Spitting out the blowpipe, he took a deep breath and began to Sing. His voice, deep and resonant, filled the spaces between the buildings and gently covered the dead. He Sang of their life the way it had been, drawing on the recall of his last visit, adding to it the story Krisus and Evicka had told. He redefined the individual paths of their lives and then he walked them to the one path all life followed around the Circle and he Sang them home. It was so very simple, it was the most powerful Song he’d ever Sung.

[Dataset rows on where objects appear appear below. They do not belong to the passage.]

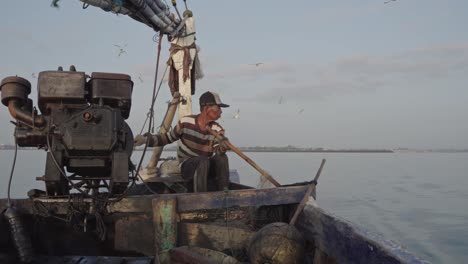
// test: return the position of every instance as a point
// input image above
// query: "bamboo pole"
(243, 156)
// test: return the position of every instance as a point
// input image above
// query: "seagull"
(55, 3)
(121, 49)
(257, 64)
(280, 101)
(236, 115)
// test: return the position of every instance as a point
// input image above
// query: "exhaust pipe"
(15, 91)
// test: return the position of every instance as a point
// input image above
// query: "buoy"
(277, 243)
(20, 236)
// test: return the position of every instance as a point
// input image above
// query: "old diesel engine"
(82, 125)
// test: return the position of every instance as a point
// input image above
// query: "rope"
(153, 99)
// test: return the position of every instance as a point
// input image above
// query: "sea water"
(416, 199)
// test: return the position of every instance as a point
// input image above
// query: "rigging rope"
(153, 99)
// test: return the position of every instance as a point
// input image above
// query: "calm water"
(417, 199)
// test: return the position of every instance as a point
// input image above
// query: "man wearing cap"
(197, 145)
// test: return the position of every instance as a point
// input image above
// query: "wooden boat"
(149, 228)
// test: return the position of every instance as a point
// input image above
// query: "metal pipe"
(159, 12)
(14, 106)
(106, 6)
(167, 12)
(148, 13)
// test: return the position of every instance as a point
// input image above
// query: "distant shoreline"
(298, 150)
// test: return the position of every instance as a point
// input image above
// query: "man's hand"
(139, 140)
(222, 147)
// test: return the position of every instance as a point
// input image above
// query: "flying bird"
(257, 64)
(55, 3)
(120, 49)
(236, 115)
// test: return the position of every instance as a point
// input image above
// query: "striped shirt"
(193, 142)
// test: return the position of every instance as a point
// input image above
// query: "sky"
(335, 74)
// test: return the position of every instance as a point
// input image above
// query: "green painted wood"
(165, 223)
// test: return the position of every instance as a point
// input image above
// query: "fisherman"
(201, 170)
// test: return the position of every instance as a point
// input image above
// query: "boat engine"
(82, 125)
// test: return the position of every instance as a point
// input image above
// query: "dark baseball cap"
(211, 98)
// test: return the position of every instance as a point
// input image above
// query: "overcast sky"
(335, 74)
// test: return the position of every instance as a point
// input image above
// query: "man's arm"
(159, 139)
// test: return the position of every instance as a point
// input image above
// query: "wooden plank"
(132, 234)
(213, 236)
(255, 197)
(91, 260)
(345, 243)
(164, 223)
(237, 214)
(186, 201)
(184, 256)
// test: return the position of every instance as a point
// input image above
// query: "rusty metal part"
(14, 107)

One by one the bodies began to fall as each kigh took up its journey, once again.
As the afternoon deepened i
nto dusk, the last of the walking dead remained standing above the empty husks of her companions. Jazep could feel her kigh being torn, needing to go, needing to stay, and he paused in his Song to better listen to hers.
Had he not been a bard, he might have missed the baby’s cry; it had grown so weak and faint it barely made it out of the building. The woman turned toward the cry, stretching out a graying hand. When she turned back to Jazep, her face as expressionless as before but her pain impossible to mistake, he Sang of how Evicka and Krisus had overcome their fear for her baby’s sake, that although she couldn’t stay, her baby would never lack for love or protection.
The dead cannot cry, but her kigh wailed its sorrow as it fled and her body faced her baby when it fell.
Tears streaming down his face and into his beard, Jazep Sang the Circle’s welcome. He could feel its comfort enclosing him and had to force himself to put that comfort aside. Shaking himself vigorously, feeling as though he’d just emerged from a trance state deeper than any he’d ever reached before, he let the Song trail off to silence.
There were still no earth kigh about, but he could deal with the implications of that later. Before he did anything else, he had to get to that baby.
He’d taken only a single step when he saw the bent and ancient figure emerge from the shadows. He’d thought, when Evicka had said she hadn’t believed anything so old could live, it was merely youth defining the parameters of old. He was wrong. Although the old man was alive, his kigh was somehow as trapped as the kigh of those he’d killed to hold.
Their eyes met over the distance. The old man’s face was wet and twisted with longing. Much as the young woman had reached for her child, Jazep stretched out his hand toward him and opened his mouth to Sing again.
*NO! NO! NO!*
It slammed into his awareness, a kigh too far gone in insanity to reach.
Not the old man’s kigh.
Then who?
Jazep screamed, felt muscles tear as his back arched impossibly far. He clawed at the air as the attacking kigh clawed his spirit. Red and black waves of pain ripped through his head. Worse than his pain was the pain of the other kigh. He could feel every tortured nuance tearing through him again and again and again.